There were several key factors identified by Justice Alito which made the case a good candidate for Supreme Court review in the eyes of the dissenting justices. First, the importance of the case was underlined by the fact that some 38 national and state pharmacy associations urged the court to hear the case, contending that the regulations at issue constituted “a radical departure from past regulation of the pharmacy industry,” and might cause small, independent pharmacies to close, reducing patient access to medication. Second, the case placed “important First Amendment interests at stake.” Third, there was strong evidence of a discriminatory legislative intent aimed at religious believers. Thus, for example, the State Human Rights Commission made threats of personal liability against the board members if they passed a  regulation permitting referral to another pharmacy for religious or moral reasons. In addition the Governor indicated that she could remove the Board members after the Board initially voted to permit a conscience exemption. This, plus additional evidence, persuaded the trial court after a 12 day hearing to issue an injunction against the enforcement of the regulations.

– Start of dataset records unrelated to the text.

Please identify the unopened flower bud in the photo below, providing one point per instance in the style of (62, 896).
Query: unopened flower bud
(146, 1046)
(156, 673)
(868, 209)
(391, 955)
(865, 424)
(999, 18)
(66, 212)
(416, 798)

Justice Alito’s dissenting opinion provided additional reasons for the Supreme Court to review the case. He pointed to several factors indicating that women seeking emergency contraceptives could obtain them with ease, given the presence of more than 30 other pharmacies located within 5 miles of the appellant, and the widely-utilized and -accepted practice of “facilitated referral,” under which all types of pharmacies referred patients to other pharmacies to obtain a drug they did not stock. The record in the trial court indicated that other pharmacies not involved in the litigation used the facilitated referral option “at least several times a day.”

Finally, even though the authorities vigorously and successfully lobbied against providing a religious exemption recognizing the conscience rights of some pharmacists, the regulations did provide certain other, secular exemptions, including a pricing provision which would permit pharmacists to decline to provide drugs to Medicaid patients because of low reimbursement rates.

While Justice Alito therefore provided strong grounds for the court to hear the case, it is likely that such Supreme Court review would have resulted in an opinion upholding the Ninth Circuit. In all likelihood, the Supreme Court would, at this time, refuse to mandate a conscience exemption under the First Amendment, particularly where the liberal cause of providing contraceptives, at all times and under all circumstances, was implicated. Indeed, the cause of religious liberty may have been severely compromised based on several factors. These include the death of Justice Scalia, and his likely replacement at some future time by a more liberal justice, and the unpredictable views of Justice Kennedy, who stated in Obergefell that opposition to same-sex marriage might be limited to advocacy or teaching. The prior voting records of the four dependably liberal justices would further darken the prospects for a Supreme Court opinion upholding conscience rights. On this point, one need only read the Hobby Lobby  dissenting opinions, which would have required closely-held corporations to provide contraceptives despite religious objections to doing so by their owners.

There is no doubt that this important issue of conscience rights will ultimately reach the court in a different case if, as, and when the Supreme Court again reaches its full complement of nine justices.